Report Title:

Workers' compensation; Medical Treatment

 

Description:

Requires the employer to continue medical services to an injured employee despite disputes over whether treatment should be continued, until the director of labor and industrial relations decides whether treatment should be continued.

 


HOUSE OF REPRESENTATIVES

H.B. NO.

2388

TWENTY-FOURTH LEGISLATURE, 2008

 

STATE OF HAWAII

 

 

 

 

 

 

A BILL FOR AN ACT


 

 

RELATING TO WORKERS' COMPENSATION.

 

 

BE IT ENACTED BY THE LEGISLATURE OF THE STATE OF HAWAII:

 


     SECTION 1.  Section 386-21, Hawaii Revised Statutes, is amended by amending subsection (c) to read as follows:

     "(c)  The liability of the employer for medical care, services, and supplies shall be limited to the charges computed as set forth in this section.  The director shall make determinations of the charges and adopt fee schedules based upon those determinations.  [Effective January 1, 1997, and for each succeeding calendar year thereafter, the] The charges shall not exceed one hundred ten per cent of fees prescribed in the Medicare Resource Based Relative Value Scale system applicable to Hawaii as prepared by the United States Department of Health and Human Services, except as provided in this subsection.  The rates or fees provided for in this section shall be adequate to ensure at all times the standard of services and care intended by this chapter to injured employees.

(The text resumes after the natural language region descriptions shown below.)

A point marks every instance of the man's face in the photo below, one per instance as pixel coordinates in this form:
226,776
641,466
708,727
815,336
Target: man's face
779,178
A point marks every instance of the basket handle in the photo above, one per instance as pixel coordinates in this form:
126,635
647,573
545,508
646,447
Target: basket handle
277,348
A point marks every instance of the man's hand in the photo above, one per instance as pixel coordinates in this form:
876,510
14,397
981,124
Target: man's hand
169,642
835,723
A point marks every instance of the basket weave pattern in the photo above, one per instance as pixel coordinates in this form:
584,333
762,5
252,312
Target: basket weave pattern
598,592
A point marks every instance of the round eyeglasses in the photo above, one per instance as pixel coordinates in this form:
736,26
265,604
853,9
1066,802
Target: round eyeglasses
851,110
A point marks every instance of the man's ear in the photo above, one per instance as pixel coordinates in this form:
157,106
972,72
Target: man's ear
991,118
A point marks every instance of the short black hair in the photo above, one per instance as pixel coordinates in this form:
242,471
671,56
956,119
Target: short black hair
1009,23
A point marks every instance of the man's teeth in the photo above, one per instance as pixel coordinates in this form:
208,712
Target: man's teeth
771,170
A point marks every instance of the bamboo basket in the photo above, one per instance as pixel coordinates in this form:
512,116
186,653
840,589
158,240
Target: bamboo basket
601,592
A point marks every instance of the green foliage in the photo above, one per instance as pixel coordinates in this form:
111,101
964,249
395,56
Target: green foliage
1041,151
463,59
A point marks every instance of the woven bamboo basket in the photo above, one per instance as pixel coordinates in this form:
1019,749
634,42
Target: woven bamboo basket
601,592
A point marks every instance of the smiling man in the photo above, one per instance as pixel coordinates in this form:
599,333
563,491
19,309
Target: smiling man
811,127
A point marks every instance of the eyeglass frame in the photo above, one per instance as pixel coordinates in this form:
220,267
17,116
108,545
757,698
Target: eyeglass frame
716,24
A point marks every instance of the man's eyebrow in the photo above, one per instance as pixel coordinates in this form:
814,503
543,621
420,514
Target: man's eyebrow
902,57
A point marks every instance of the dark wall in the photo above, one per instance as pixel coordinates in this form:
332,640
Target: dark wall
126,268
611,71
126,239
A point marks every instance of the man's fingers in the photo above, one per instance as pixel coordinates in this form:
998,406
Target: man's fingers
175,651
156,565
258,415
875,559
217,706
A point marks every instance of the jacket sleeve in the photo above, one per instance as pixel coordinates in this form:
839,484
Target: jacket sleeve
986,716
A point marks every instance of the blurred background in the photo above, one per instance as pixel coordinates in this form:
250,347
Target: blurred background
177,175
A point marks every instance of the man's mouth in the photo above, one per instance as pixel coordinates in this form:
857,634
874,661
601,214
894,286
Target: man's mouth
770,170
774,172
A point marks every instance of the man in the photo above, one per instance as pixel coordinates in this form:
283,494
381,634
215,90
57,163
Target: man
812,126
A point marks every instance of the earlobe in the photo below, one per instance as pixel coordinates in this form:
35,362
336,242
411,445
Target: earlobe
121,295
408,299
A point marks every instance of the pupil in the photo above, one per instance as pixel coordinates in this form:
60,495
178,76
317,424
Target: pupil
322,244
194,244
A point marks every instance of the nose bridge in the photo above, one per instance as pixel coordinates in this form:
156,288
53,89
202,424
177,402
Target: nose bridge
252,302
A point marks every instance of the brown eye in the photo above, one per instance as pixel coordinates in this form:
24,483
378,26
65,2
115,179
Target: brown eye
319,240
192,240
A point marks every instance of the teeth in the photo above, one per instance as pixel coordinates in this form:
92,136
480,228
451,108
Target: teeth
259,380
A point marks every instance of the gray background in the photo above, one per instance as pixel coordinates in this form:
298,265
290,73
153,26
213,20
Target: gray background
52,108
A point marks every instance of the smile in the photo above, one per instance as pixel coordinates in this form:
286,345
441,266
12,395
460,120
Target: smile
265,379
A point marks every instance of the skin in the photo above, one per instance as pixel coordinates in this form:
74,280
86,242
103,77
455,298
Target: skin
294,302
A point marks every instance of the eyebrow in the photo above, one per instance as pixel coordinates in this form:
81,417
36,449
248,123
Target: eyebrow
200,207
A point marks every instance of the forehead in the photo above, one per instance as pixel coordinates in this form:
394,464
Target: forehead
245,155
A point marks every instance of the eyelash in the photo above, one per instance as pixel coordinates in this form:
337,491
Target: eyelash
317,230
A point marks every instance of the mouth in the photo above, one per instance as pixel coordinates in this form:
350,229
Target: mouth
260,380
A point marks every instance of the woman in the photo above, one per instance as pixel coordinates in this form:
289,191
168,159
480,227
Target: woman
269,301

     If the director determines that an allowance under the medicare program is not reasonable, or if a medical treatment, accommodation, product, or service existing as of June 29, 1995, is not covered under the medicare program, the director, at any time, may establish an additional fee schedule or schedules not exceeding the prevalent charge for fees for services actually received by providers of health care services to cover charges for that treatment, accommodation, product, or service.  If no prevalent charge for a fee for service has been established for a given service or procedure, the director shall adopt a reasonable rate that shall be the same for all providers of health care services to be paid for that service or procedure.

     The director shall update the schedules required by this section every three years or annually, as required.  The updates shall be based upon:

     (1)  Future charges or additions prescribed in the Medicare Resource Based Relative Value Scale system applicable to Hawaii as prepared by the United States Department of Health and Human Services; or

     (2)  A statistically valid survey by the director of prevalent charges for fees for services actually received by providers of health care services or based upon the information provided to the director by the appropriate state agency having access to prevalent charges for medical fee information.

     When a dispute exists between an insurer or self-insured employer and a medical services provider regarding the amount of a fee for medical services, the director may resolve the dispute in a summary manner as the director may prescribe; provided that a provider shall not charge more than the provider's private patient charge for the service rendered.

     When a dispute exists between an injured employee and the employer or the employer's insurer regarding the proposed treatment plan or whether medical services should be continued, the injured employee shall continue to receive essential medical services prescribed by the treating physician necessary to prevent deterioration of the injured employee's condition or further injury until the director issues a decision on whether the injured employee's medical treatment should be continued.  The director shall make a decision within thirty days of the filing of a dispute.  If the director determines that medical services pursuant to the treatment plan should be or should have been discontinued, the director shall designate the date after which medical services for that treatment plan are denied.  The employer or the employer's insurer may recover from the claimant's personal health care provider qualified pursuant to section 386-27, or from any other appropriate occupational or non-occupational insurer, all the sums paid for medical services rendered after the date designated by the director.  Under no circumstances shall the claimant be charged for the disallowed services, unless the services were obtained in violation of section 386-98.  The attending physician, injured employee, employer, or insurance carrier may request in writing that the director review the denial of the treatment plan or the continuation of medical services."

     SECTION 2.  This Act does not apply to any dispute resolved prior to its effective date.

     SECTION 3.  Statutory material to be repealed is bracketed and stricken.  New statutory material is underscored.

     SECTION 4.  This Act shall take effect on July 1, 2008.